Вежа, хоть и была древнее, но значительно уступала Хорони в размерах. Детинец там был меньше потому, что к крепости ближе подступали скалы, образуя естественный коридор, почти ущелье, миновать который не получилось бы ни при каких обстоятельствах. Столп в самой крепости был более приземистым, что, впрочем, не мешало заливать живительным светом все близлежащие скалы. А ещё в Веже жило гораздо меньше и людей, и чуди. Там большей частью стояла только дружина князя Милонега, да личная полусотня волхва Твёрда, ратники из которой большую часть времени занималась дозором в горах и заходили под сень самосветного камня лишь для того, чтобы пополнить запасы. Слобода же была только одна, да и то крохотная, в которой жили в основном мастеровые, а до ближайшего жилья было не меньше дня пути верхом.
После родной крепости Хоронь показалась Цветаве чуть ли не стольным градом. Стоило чуть отойти от детинца, как потянулись лавки, трактиры, кабаки причём не наспех поставленные, а добротные и не пустовавшие даже в разгар дня. И в окольном городе, и в посаде просторно стоят настоящие подворья, а не срубленные для ночёвки воев клети, в которых и окон-то нет, а здесь сплошные резные наличники, коньки, ставни с узорами. Такой красоты Цветаве видеть раньше не приходилось. Людей тоже оказалось много, и праздными остаются разве что те, кто сидит сейчас в трактирах и кабаках, а остальные чем-то заняты, все работают, чтобы стены крепче стояли, чтобы воины готовы были атаку вражескую отразить, чтобы спало спокойно Великосветье, защищённое от нечисти. Ну а про Столп и говорить нечего — его с помощью чародейства строили в стародавние времена: топили волшбой молочный камень, сваривали, сплавляли, будто клинок выковывали, возведя самую высокую башню, сияющую золотым светом и днём, и ночью. Любуйся, не налюбуешься на всё это.
Поблуждала Цветава по окольному городу, миновала почерневший от старости палисад, выйдя к слободе, да так и замерла с разинутым ртом. Она, конечно, слышала про базары, но самой видеть ничего подобного не приходилось. Это даже не толпу людскую напоминало, а муравейник разворошенный: суета, крики, споры, ругань, самые невероятные цвета и запахи — всё в одном месте.
Сказать по правде, ей было страшновато погружаться в это бушующее людское море, но она вовремя одёрнула себя, обозвав деревенской коровой.
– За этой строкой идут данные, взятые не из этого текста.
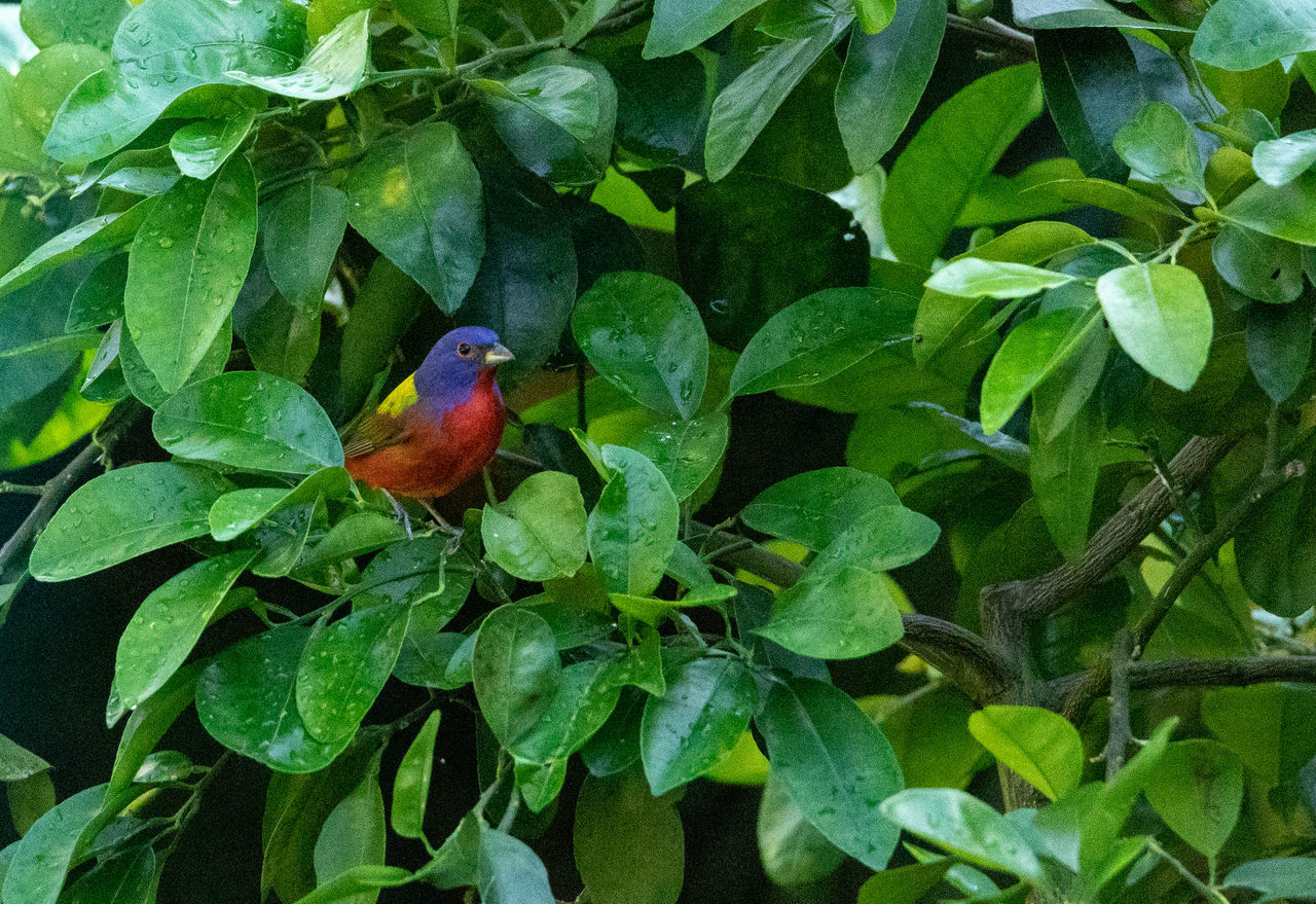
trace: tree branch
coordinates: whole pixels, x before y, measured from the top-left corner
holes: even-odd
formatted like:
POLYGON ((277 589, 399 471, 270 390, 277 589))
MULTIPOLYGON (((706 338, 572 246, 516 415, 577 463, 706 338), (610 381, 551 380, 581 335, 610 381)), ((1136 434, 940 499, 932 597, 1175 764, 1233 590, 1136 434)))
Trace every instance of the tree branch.
POLYGON ((1059 611, 1082 591, 1099 583, 1111 568, 1133 551, 1142 538, 1174 511, 1179 493, 1196 487, 1237 441, 1237 437, 1190 439, 1170 462, 1169 478, 1175 484, 1173 490, 1163 478, 1153 478, 1092 534, 1092 540, 1076 562, 1066 562, 1037 578, 984 587, 982 591, 984 616, 988 611, 995 611, 996 617, 1001 618, 1003 613, 1015 612, 1024 621, 1034 621, 1059 611))
POLYGON ((100 457, 133 428, 143 411, 146 409, 136 399, 114 408, 105 422, 97 428, 87 447, 64 465, 59 474, 46 482, 32 512, 4 542, 4 546, 0 546, 0 576, 18 561, 18 557, 26 551, 42 528, 54 517, 55 511, 63 505, 87 472, 100 461, 100 457))

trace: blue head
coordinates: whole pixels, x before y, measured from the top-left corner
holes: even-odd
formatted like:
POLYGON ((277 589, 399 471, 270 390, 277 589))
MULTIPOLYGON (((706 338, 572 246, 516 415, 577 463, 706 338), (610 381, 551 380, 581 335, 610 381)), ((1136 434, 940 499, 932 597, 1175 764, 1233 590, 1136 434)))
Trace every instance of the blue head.
MULTIPOLYGON (((446 411, 471 397, 480 375, 492 383, 494 371, 512 353, 497 341, 497 333, 483 326, 459 326, 434 343, 416 371, 416 392, 425 401, 446 411)), ((494 384, 495 392, 497 384, 494 384)))

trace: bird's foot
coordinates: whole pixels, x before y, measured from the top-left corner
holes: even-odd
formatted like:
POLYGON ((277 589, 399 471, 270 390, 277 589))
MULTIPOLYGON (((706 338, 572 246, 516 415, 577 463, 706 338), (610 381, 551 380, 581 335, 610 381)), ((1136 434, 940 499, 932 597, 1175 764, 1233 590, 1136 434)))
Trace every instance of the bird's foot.
POLYGON ((387 490, 384 491, 384 496, 387 496, 388 501, 392 504, 393 512, 397 515, 397 520, 403 522, 403 528, 407 530, 407 540, 416 540, 416 537, 412 534, 411 516, 407 515, 407 509, 404 509, 403 504, 397 501, 397 497, 393 496, 387 490))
Надо же, услышала крики, да ругань, и сразу остолбенела. Небось с упырём один на один выходить пострашнее будет.
Она решила было спуститься и побродить по базару, но остановилась, внезапно сообразив. Точно! Десятник же! Значит, либо в страже, либо среди дозорных, что по горам ходят. Значит, надо идти к сотникам, они-то точно знают, кто где служит. Знать бы ещё куда идти.
Решив больше не блуждать по проулкам Цветава решительно направилась к стражникам, лениво расположившимся в тени чуть поодаль от базара.
— Чего хотела, девонька? — спросил после приветствия дядька с солидной уже сединой в бороде, внимательно при этом посмотрев на опоясанный тесьмой меч в ножнах и дорожный мешок.
— Сотника ищу, — просто ответила Цветава.
— Эк ты хватила! — рассмеялся второй, молодой, с лихо подкрученными усами. — А чего не сразу — князя-воеводу?
— Мне князь без надобности. А может быть, вы, дяденьки, мне подскажете?
— Что рассказывать-то? — по-прежнему ухмыляясь спросил молодой.
— Есть ли в страже десятник Ждан?
— Это я тебе и без сотника скажу, девка, — покачал головой пожилой. — Нету у нас таких. В Хорони пять десятков стражи, и ни одного такого десятника.
— А он тебе кто? — спросил молодой. — Жених или родственник?
— Земляки мы, — непонятно отчего смутившись, выдавила девушка. — От другого земляка привет ему принесла.
— Ты у дозорных спроси, — посоветовал пожилой стражник. — У них там главным сотник Военег, ростом тебе по пояс будет и толстый как пивной бочонок. Сразу узнаешь.
— Вот спасибо, — обрадовалась Цветава. — А как их найти, дозорных?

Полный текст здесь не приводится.